Sand? Mine!

Up to 80 percent of the mass of concrete in sidewalks, foundations, and walls is made up of sand and gravel. Building a single detached home requires close to 400 tonnes of aggregate; a low-rise condominium could use 20 to 50 times that much. Asphalt used in roads and parking lots is 94 percent sand and gravel: two kilometers of a four-lane highway requires over 40,000 tonnes of aggregate. As historian Vaclav Smil, author of the 2013 book Making the Modern World: Materials and Dematerialization, put it, “The most important material in terms of sheer mass in our civilization, is cement made into concrete.”

The global consumption statistics bear this out—and quickly get astronomical. After water, concrete is the second-most consumed substance on Earth. One 2016 estimate of the global aggregate industry for that year—called “a wild guess” by Jason Christopher Willett, Mineral Commodity Specialist with the US Geological Survey, since most countries don’t track data on aggregate sales—was 43 billion tonnes. That’s about the same weight as 130,000 Empire State Buildings, and worth an estimated US $350-billion.

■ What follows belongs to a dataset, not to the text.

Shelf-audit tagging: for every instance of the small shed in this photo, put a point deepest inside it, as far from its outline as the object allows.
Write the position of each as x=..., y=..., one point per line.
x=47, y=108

In 2012, the world used enough concrete to wrap a 27 meter by 27 meter band around the equator; in that same year, China alone built 146,000 kilometers of roads. Increasing and rapid urbanization, particularly in countries like China and India, are causing demand to spike. For Smil, the most “stunning” fact he uncovered in his research was learning that in only three years—from 2011 to 2013—China used more cement powder than the United States used over the last century.

The Earth’s crust is made of rock, so finding aggregate is relatively easy; finding it in places where local residents won’t object to the noise of a quarry operation—and to a gaping hole in the landscape—is much more difficult. The equally challenging problem is transportation: getting it from the quarry to the worksite.

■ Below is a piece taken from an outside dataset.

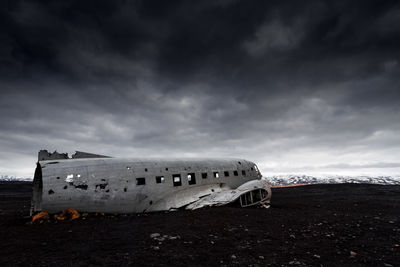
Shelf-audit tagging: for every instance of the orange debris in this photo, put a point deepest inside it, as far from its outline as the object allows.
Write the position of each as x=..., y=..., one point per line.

Rocks are heavy. Their upside and value is that—more so than wood, clay, or metal, at least—they last. As a result, humans have been enduring, or finding ways to overcome, the hernia-inducing labor involved in quarrying and moving stone for a long, long time. Around 4,500 years ago, Stonehenge’s large, 25-tonne sandstone blocks were transported 30 kilometers to their famed circle; the smaller “bluestones” (rhyolite or dolerite stones, up to two tonnes each) were quarried in Wales, 225 kilometers away, and transported either overland or by sea. That’s a long way to move rock using prehistoric technology. While it’s not certain that the builders of Stonehenge used rafts or boats, long-distance shipping of quarried rock has been around since at least 600 BCE, when the Greeks were importing marble from the island of Naxos to the temples at Delphi, just under 300 kilometers away. That was centuries before the Romans pockmarked Europe with quarries to build out their imperium. Shipping rock, whether slabs or gravel, is therefore an ancient workaround.

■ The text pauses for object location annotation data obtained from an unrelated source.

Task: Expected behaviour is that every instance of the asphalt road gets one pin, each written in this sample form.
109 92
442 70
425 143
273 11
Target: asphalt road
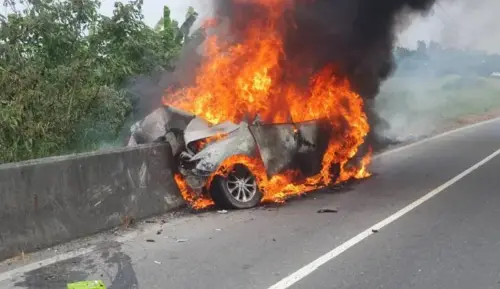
438 201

For Polaris’s Romero, the inspiration to join this long tradition of aggregate transport first struck in 1999. Romero lives in Vancouver, British Columbia, where Polaris Materials is headquartered. In the 1980s and ’90s, he oversaw projects at other Vancouver-based mining firms—Eldorado Gold and Ivanhoe Mines, among others. He started to explore the possibilities of aggregate mining only after hearing about a British company shipping aggregate from Sechelt, British Columbia, to California.

“When I heard that I did an about-face and thought, ‘This is surprising! How can you move such a low-value product so far and still have a business?’”

Romero researched the industry. At one point he flew to San Francisco and pulled up in his rental car at ready-mix concrete plants. “I told them, ‘Hey, we’re thinking about shipping in sand from Mexico. How can we help you?’ That was the initial idea.”

Sourcing Mexican aggregate didn’t work out, but from these meetings with concrete producers, Romero learned that sand and gravel sources close to San Francisco were depleting rapidly. To keep searching the west coast for an aggregate source made sense: while California has ample reserves of sand and gravel, the problem is moving it around, especially over land: aggregate is so heavy it can only be cost-effectively transported by trucks within a range of about 40 kilometers.

“Aggregate is a relatively low-value product that is extremely sensitive to transportation and logistics costs,” says Romero. “There is plenty of it around. What is much harder to find are resources that are near the urban centers where it is mostly consumed.”

Paradoxically, proximity of aggregate resources to urban areas is part of the problem, says Polaris CEO Kenneth Palko. Natural aggregate usually shows up as deltas and around floodplains. “These are generally flat areas where it’s best to build your houses. California has all kinds of sand and gravel, but they’ve built on top of a lot of it, or nearby. And nobody wants a quarry in their backyard.”